Jimmy Cardno

Personal information
- Date of birth: 23 May 1946
- Place of birth: Scotland
- Date of death: 26 January 2021 (aged 74)
- Place of death: Wales
- Position(s): Striker

Senior career*
- Years: Team / Apps / (Gls)
- 1963–1968: Rhyl
- 1969–1971: Toronto Croatia
- 1972: Rhyl
- 1973: Polonia Sydney
- 1973: Haarlem
- 1974: Rhyl

= Jimmy Cardno =

Welsh footballer (born 1946)

Jimmy Cardno (23 May 1946 - 26 January 2021) was a Welsh footballer who played as a striker.

==Early life==

Cardno was born to Jim and Margaret Cardno. He had six younger siblings.

==Education==

Cardno obtained a high school diploma.
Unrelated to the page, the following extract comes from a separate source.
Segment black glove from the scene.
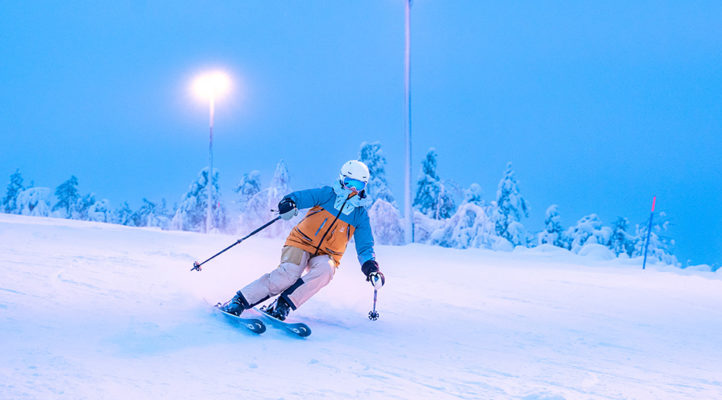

He studied the French and German languages.

==Career==

Cardno started his career with Welsh side Rhyl. He was described as "one of the legendary figures in Rhyl football history". In 1969, he signed for Canadian side Toronto Croatia. In 1972, he signed for Welsh side Rhyl. In 1973, he signed for Australian side Polonia Sydney. After that, he signed for Dutch side Haarlem. In 1974, he signed for Welsh side Rhyl.

==Personal life==

Cardno was married. He had three sons and five grandchildren.